If the shutdown will last for long, the government cannot measure its economic impact because of lack of data. The U.S. jobs figures should have been released last Oct. 4 but because of the government shutdown, the Bureau of Labor Statistics failed to post employment data.
The U.S. government shutdown only affects the Australian economy by taking 0.1 percent off its GDP every week if it goes on any longer. The real danger may come in a few weeks when the U.S. will hit its debt ceiling.
Economists refer to the debt ceiling as the nation's credit card limit.
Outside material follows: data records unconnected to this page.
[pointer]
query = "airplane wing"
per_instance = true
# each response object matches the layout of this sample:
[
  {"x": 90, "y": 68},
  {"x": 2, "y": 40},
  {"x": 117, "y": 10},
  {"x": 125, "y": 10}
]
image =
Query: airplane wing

Raising the credit limit is not about giving the U.S. government more spending power but it can pay off whatever it has spent.
The current debt ceiling is at $US16.699 trillion. It was breached in May but the U.S. treasury took necessary steps to continue borrowing. The measures will expire on Oct. 17. When this happens, the U.S. can no longer borrow money to pay off its bills.
According to The Guardian, no one knows what will happen when the U.S. hits its ceiling. Some economists say the U.S. will be fine while others believe it will be Armageddon. The U.S. Treasury released a report and concluded that the U.S. debt default will not only affect financial markets globally but also economic growth, jobs and consumer spending.
The U.S. Treasury painted a dire image when it said there may be a "recession more severe than any seen since the Great Depression."